Wednesday, December 21, 2011

Keck & Subaru Telescopes Find Rare Galaxy at Dawn of Time

Images showing the location of GN-108036 in Hubble and Spitzer space telescope images. Credit: NASA / JPL-Caltech / STScI-ESA / Y. Ono (Univ. of Tokyo) and B. Weiner (Univ. of Arizona)

A portion of the Keck DEIMOS spectrum of GN-108036. The red arrow points to what the researchers interpret as a Lyman Alpha emission line at 9985 Angstroms. Since hydrogen actually emits this at 1216 Angstroms, the line in the distant galaxy's spectrum has been shifted far to the red end of the spectrum due to the Doppler shift of light in an expanding universe. The "redshift" of the galaxy is calculated to be 7.2, making it one of the most distant objects ever discovered. Credit: Y. Ono, et al.

Kamuela, HI – Astronomers have spotted one of the most distant galaxies known, churning out stars at a shockingly high rate. The blob-like galaxy, called GN-108036, is located 12.9 billion light-years away from Earth, and is the most luminous galaxy known at that great distance.

The galaxy was first identified by the Subaru telescope and its extreme distance was then carefully confirmed with the Keck II telescope and its DEIMOS instrument (Deep Extragalactic Multi-Object Spectrograph). Both observatories are located on the summit of Mauna Kea, Hawaii. NASA’s Spitzer and Hubble space telescopes were used to measure the galaxy’s high star production rate, equivalent to about 100 suns per year. For comparison, our Milky Way galaxy is about five times larger and a hundred times more massive than GN-108036, but makes new stars roughly 30 times more slowly.

“We’re really surprised to know that GN-108036 is quite luminous in ultraviolet and harbors a powerful star formation,” said astronomer Yoshiaki Ono of the University of Tokyo, Japan. “We had never seen such a vigorously star-forming galaxy at a comparable distance until the discovery of GN-108036.” Ono is the lead author on a paper on the results that is accepted for publication in The Astrophysical Journal. The principal investigator is Masami Ouchi, also at the University of Tokyo.

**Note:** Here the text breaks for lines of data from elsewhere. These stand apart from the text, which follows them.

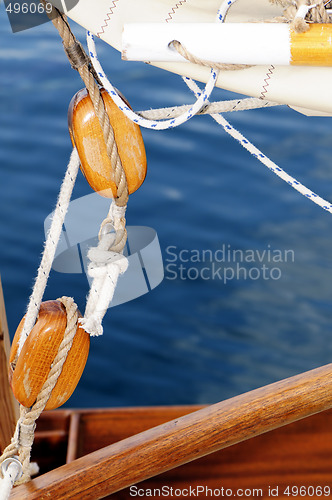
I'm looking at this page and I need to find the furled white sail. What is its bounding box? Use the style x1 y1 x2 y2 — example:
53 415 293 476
51 0 332 115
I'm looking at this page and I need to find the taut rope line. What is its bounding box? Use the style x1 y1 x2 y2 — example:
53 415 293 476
0 297 78 484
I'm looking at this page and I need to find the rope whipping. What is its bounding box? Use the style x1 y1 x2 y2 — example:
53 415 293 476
0 297 78 486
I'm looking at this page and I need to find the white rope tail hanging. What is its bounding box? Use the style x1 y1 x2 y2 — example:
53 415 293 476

“The discovery is surprising because previous surveys had not found galaxies this bright that early in the history of the universe,” agreed Mark Dickinson of the National Optical Astronomy Observatory in Tucson. “Perhaps those surveys were just too small to find galaxies like GN-108036. It may be a special, rare object that we just happened to catch during an extreme burst of star formation.”

GN-108036 lies near the very beginning of time itself, a mere 750 million years after our universe was created in an explosive “big bang.” Its light has taken 12.9 billion years to reach us, so we are seeing it as it was in the very distant past.

Astronomers refer to the object’s distance by a number called its “redshift,” which relates to how much its light has stretched to longer, redder wavelengths due to the expansion of the universe. Objects with larger redshifts are farther away and are seen further back in time. GN-108036 has a redshift of 7.2, making it one of only a handful of galaxies have confirmed redshifts greater than 7. Only two others have been reported to be more distant than GN-108036.

During this epoch, as the universe expanded and cooled after its explosive start, hydrogen atoms permeating the cosmos formed a thick fog that was opaque to ultraviolet light. This period, before the first stars and galaxies had formed and illuminated the universe, was known as the “dark ages.” The dark ages came to an end when light from the earliest galaxies burned through, or “ionized”, the opaque gas, causing it to become transparent. Galaxies similar to GN-108036 may have played an important role in this event. The question to be answered now is how many of these galaxies existed back then.

“The high rate of star formation found for GN-108036 implies that it was rapidly building up its mass some 750 million years after the Big Bang, when the universe was only five percent of its present age,” said Bahram Mobasher, a member of the team from the University of California, Riverside. “This was therefore a likely ancestor of massive and evolved galaxies seen today.”

The W. M. Keck Observatory operates two 10-meter optical/infrared telescopes on the summit of Mauna Kea on the Big Island of Hawaii. The twin telescopes feature a suite of advanced instruments including imagers, multi-object spectrographs, high-resolution spectrographs, integral-field spectroscopy and a world-leading laser guide star adaptive optics system which cancels out much of the interference caused by Earth’s turbulent atmosphere. The Observatory is a private 501(c) 3 non-profit organization and a scientific partnership of the California Institute of Technology, the University of California and NASA.